Pearson correlation analyses were conducted for the NDVI vs. 1-, 2-, …, and 12-month SPIs. Linear regression was implemented on the NDVI time series and 1 to 12-month SPI. The 12-month SPI was found to have the best correlation with the NDVI, indicating lag and cumulative effects of precipitation on vegetation, but the correlation between NDVI and SPI varies significantly between months (table 4). The highest correlations occurred during the middle of the growing season, and lower correlations were noted at the beginning and end of the growing season in most of the area.The results also indicate that the highest correlations occurred during the middle of the growing season (June), and lower correlations were noted at the beginning and end of the growing season in most of the area. Figure 2 shows the regression equation between mean NDVI of June calculated from 13 June NDVIs .there is a positive correlation between NDV and SPI, and this means that the more rainfall cause the more vegetation cover.
Finally we prepared drought map using satellite data (Fig. 5).The results shows that the Rs based map has a good presentation of drought situation of the province.

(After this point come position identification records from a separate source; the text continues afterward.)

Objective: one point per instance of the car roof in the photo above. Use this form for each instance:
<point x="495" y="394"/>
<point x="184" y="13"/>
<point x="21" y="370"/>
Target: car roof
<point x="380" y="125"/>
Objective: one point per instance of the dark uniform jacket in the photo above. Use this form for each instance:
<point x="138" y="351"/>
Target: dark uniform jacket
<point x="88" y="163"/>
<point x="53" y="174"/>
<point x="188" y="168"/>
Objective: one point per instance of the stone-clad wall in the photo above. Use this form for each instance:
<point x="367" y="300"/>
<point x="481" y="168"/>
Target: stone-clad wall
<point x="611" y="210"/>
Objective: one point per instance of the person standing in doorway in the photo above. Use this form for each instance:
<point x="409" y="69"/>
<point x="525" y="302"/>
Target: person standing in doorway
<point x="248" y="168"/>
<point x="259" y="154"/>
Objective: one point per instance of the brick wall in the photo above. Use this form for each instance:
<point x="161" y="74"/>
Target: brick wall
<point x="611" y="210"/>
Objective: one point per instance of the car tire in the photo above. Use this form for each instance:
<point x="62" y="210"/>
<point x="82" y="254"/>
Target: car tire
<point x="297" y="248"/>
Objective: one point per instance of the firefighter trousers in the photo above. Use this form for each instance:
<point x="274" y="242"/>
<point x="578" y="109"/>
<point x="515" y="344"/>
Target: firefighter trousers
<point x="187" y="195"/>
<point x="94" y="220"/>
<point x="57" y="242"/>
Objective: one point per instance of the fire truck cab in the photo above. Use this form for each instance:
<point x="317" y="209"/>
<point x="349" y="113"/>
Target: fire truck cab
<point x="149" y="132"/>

Figure 5 shows the real drought map calculated based on rainfall data and SPI method in compare with remotely sensed map using NDVI.

In this study, the meteorological drought prone areas in the south-west region of Iran were identified by using Remote Sensing and GIS technology and drought risk areas were to delineate by integration of satellite images and meteorological information. The role of satellite derived index for drought detection has been exemplified by integrating meteorological derived index called Standardized Precipitation Index. It is found that the temporal variations of NDVI anomaly are closely linked with SPI and a strong linear relationship exists between NDVI and SPI. Highest correlation was found in Shushtar area with a R² value of 0.85.There is a significant correlation between NDVI anomaly and 12-month SPI. Thus,it can be said that NDVI index and precipitation index shares a strong correlation where water is a major limiting factor for plant growth. We also find that there is the highest R squares between SPI and NDVI for 6 to 12 month SPI and lower for 6, 3 and 1 month SPIs. The drought maps indicates the more frequent drought for the sought and west of the province in compare to the other parts of the studied area.